El próximo 12 de agosto, un eclipse total oscurecerá los cielos de la península ibérica, atrayendo a millones de espectadores. Según el Ministerio de Economía, se espera la llegada de cerca de medio millón de visitantes adicionales a las regiones con mayor visibilidad, entre las que se incluyen Aragón, Comunidad Valenciana, La Rioja, Navarra, Castilla y León, Galicia, Asturias y Baleares.
Sin embargo, pocos son conscientes de que este magnífico evento natural también implica retos para el medio ambiente. Greenpeace, en su más reciente informe, señala que la situación «requiere planificación y responsabilidad colectiva». La avalancha de turistas podría generar graves consecuencias para los ecosistemas y los servicios básicos, a menos que se adopten medidas preventivas con antelación.
José Luis García, portavoz de la organización, subrayó la necesidad de actuar con cautela:
«El eclipse es una celebración colectiva de la naturaleza y de la ciencia, pero debemos asegurarnos de que no supone un riesgo ni para quienes lo disfruten ni para el medioambiente. Estamos en un escenario de crisis climática y hay que maximizar la prevención para evitar desastres como los que estamos viendo este verano».

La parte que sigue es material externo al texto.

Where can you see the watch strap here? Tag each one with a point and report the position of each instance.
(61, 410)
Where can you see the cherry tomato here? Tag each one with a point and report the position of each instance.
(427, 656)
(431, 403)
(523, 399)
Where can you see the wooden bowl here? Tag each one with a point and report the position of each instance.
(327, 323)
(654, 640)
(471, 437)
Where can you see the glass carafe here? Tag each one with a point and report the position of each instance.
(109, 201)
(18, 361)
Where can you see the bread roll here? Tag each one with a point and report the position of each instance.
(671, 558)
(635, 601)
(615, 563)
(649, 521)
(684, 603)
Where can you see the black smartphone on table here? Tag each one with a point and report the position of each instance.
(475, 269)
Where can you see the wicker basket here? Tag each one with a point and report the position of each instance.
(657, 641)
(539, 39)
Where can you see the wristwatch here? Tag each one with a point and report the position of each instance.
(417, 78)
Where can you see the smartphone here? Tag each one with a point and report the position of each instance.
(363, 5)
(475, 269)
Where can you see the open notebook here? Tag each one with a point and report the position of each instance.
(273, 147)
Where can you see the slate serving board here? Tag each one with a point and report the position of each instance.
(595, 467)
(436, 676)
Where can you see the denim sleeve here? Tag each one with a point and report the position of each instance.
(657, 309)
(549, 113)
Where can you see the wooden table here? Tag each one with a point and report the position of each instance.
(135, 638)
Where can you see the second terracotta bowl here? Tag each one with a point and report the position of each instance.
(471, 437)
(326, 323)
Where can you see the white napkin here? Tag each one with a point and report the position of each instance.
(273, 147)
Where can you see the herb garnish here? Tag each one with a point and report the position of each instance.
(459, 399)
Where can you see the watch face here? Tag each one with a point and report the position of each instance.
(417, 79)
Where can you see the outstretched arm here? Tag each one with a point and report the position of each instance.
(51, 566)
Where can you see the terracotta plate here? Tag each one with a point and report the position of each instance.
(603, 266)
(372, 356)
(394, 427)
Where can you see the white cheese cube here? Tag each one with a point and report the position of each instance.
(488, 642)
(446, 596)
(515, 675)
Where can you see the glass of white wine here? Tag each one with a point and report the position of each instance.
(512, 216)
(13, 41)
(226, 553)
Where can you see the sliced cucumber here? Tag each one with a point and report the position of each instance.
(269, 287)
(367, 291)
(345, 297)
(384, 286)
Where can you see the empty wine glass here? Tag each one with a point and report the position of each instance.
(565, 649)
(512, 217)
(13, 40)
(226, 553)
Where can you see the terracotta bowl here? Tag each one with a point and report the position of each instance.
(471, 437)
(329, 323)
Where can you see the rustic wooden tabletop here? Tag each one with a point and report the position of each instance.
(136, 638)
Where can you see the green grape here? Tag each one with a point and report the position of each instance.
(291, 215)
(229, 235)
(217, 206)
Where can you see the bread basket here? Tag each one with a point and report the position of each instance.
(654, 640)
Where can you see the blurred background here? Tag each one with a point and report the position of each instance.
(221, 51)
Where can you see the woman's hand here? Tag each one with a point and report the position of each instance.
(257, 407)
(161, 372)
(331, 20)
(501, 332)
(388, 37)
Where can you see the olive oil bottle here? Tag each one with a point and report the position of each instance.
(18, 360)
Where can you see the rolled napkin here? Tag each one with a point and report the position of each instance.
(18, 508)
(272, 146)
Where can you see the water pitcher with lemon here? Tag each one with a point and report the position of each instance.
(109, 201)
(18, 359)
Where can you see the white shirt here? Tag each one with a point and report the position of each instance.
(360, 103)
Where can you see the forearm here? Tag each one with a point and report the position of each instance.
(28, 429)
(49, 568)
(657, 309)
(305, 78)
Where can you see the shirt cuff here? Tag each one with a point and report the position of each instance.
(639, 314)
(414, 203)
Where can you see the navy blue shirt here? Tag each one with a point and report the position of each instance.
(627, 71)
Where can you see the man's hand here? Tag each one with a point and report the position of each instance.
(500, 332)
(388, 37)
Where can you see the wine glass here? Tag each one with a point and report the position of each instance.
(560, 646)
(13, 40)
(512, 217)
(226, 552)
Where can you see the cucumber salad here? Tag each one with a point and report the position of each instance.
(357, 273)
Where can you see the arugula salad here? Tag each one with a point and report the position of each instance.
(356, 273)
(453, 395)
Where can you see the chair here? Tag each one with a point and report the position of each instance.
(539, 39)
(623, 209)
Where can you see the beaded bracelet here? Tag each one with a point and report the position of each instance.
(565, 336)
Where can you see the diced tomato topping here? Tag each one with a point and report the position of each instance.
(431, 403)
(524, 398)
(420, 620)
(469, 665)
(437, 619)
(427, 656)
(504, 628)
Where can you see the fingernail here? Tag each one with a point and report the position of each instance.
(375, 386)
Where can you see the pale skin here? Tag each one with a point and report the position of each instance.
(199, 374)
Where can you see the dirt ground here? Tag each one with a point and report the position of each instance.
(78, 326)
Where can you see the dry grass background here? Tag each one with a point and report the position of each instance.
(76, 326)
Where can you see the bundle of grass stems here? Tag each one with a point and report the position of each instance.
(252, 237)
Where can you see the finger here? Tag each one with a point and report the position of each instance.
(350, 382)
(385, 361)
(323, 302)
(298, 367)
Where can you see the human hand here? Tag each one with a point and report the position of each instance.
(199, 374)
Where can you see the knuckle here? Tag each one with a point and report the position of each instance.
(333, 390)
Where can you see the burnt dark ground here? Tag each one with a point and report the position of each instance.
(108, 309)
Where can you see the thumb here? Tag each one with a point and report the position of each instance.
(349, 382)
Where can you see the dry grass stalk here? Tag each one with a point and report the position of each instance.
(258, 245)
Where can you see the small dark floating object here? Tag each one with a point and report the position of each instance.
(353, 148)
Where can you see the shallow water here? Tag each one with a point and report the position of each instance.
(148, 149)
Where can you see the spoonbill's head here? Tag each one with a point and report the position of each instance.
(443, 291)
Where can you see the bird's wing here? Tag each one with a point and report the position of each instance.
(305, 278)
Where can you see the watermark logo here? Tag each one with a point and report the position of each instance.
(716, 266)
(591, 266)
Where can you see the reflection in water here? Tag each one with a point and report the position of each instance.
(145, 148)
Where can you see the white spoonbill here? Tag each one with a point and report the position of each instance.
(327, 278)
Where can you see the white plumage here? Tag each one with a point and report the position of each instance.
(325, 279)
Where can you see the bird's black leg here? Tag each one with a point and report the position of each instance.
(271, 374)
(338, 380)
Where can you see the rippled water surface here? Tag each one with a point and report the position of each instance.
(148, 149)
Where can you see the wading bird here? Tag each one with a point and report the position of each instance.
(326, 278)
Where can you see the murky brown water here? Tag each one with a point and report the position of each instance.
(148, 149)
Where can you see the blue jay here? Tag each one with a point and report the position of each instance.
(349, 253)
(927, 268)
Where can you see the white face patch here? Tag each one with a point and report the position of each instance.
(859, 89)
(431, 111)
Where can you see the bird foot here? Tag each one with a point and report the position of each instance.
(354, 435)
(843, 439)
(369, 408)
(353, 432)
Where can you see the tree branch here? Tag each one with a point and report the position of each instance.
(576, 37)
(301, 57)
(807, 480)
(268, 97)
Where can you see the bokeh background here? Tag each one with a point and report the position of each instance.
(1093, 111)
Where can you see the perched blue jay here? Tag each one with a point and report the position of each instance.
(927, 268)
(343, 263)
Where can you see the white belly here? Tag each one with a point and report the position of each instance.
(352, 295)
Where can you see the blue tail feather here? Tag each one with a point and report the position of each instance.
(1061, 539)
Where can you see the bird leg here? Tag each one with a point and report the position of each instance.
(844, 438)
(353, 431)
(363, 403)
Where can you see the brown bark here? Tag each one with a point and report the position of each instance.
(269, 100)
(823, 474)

En este contexto, los activistas de Greenpeace han enumerado seis recomendaciones ambientales clave para la noche del 12 al 13 de agosto.

Acciones concretas para cuidar el medio ambiente
Uno de los principales peligros es el aumento del riesgo de incendios forestales. El evento coincide con una temporada de sequía extrema y alta vulnerabilidad en los ecosistemas mediterráneos. La gran afluencia de personas hace indispensable extremar el cuidado con colillas de cigarro y botellas de vidrio desechadas. Además, se recomienda organizar los aparcamientos con tiempo para no obstruir los caminos forestales y asegurar el paso de los servicios de emergencia y bomberos.
Por otra parte, los viajes hacia áreas rurales, donde el transporte público es escaso, generarán un incremento significativo de las emisiones contaminantes. Greenpeace pide a las autoridades que refuercen los servicios de autobuses y sugiere a los asistentes optar por caminar, usar bicicleta en senderos designados o compartir automóvil, estacionando en zonas habilitadas para evitar dañar la vegetación seca.
Asimismo, varias de las zonas anfitrionas ya enfrentan estrés hídrico recurrente. El aumento en la demanda de agua potable durante estos días podría sobrecargar las plantas de tratamiento locales, lo que resultaría en una purificación inadecuada de las aguas residuales. Tal deterioro impactaría negativamente los acuíferos subterráneos y los ecosistemas que sostienen la actividad turística.

Otro aspecto relevante es la producción descontrolada de residuos, como plásticos de un solo uso o gafas especiales para ver el sol. Esto podría desbordar los servicios de limpieza en playas, paseos y áreas recreativas, saturar los centros de reciclaje y acortar la vida de los vertederos, especialmente en provincias costeras e insulares. Por eso se alienta a utilizar objetos reutilizables y llevar bolsas propias para recoger la basura.
También es crucial proteger la biodiversidad y la fauna local. Cuando el cielo se oscurezca, los animales diurnos buscarán refugio de golpe, y los nocturnos podrían salir antes de lo habitual, asustándose o desorientándose. Se recomienda mantener silencio, transitar solo por senderos oficiales y reducir al mínimo la luz artificial de vehículos y dispositivos móviles, para no interferir con la observación ni alterar a los animales, en una noche que además coincide con las Perseidas.
Finalmente, Greenpeace enfatiza la necesidad de prevenir insolaciones, golpes de calor y picaduras de garrapatas, y sugiere comprar en negocios locales para apoyar la economía regional. En definitiva, para que este evento astronómico del año sea un modelo de sostenibilidad, cada persona debe recordar una regla básica:
«deja el lugar igual o mejor de como lo encontraste».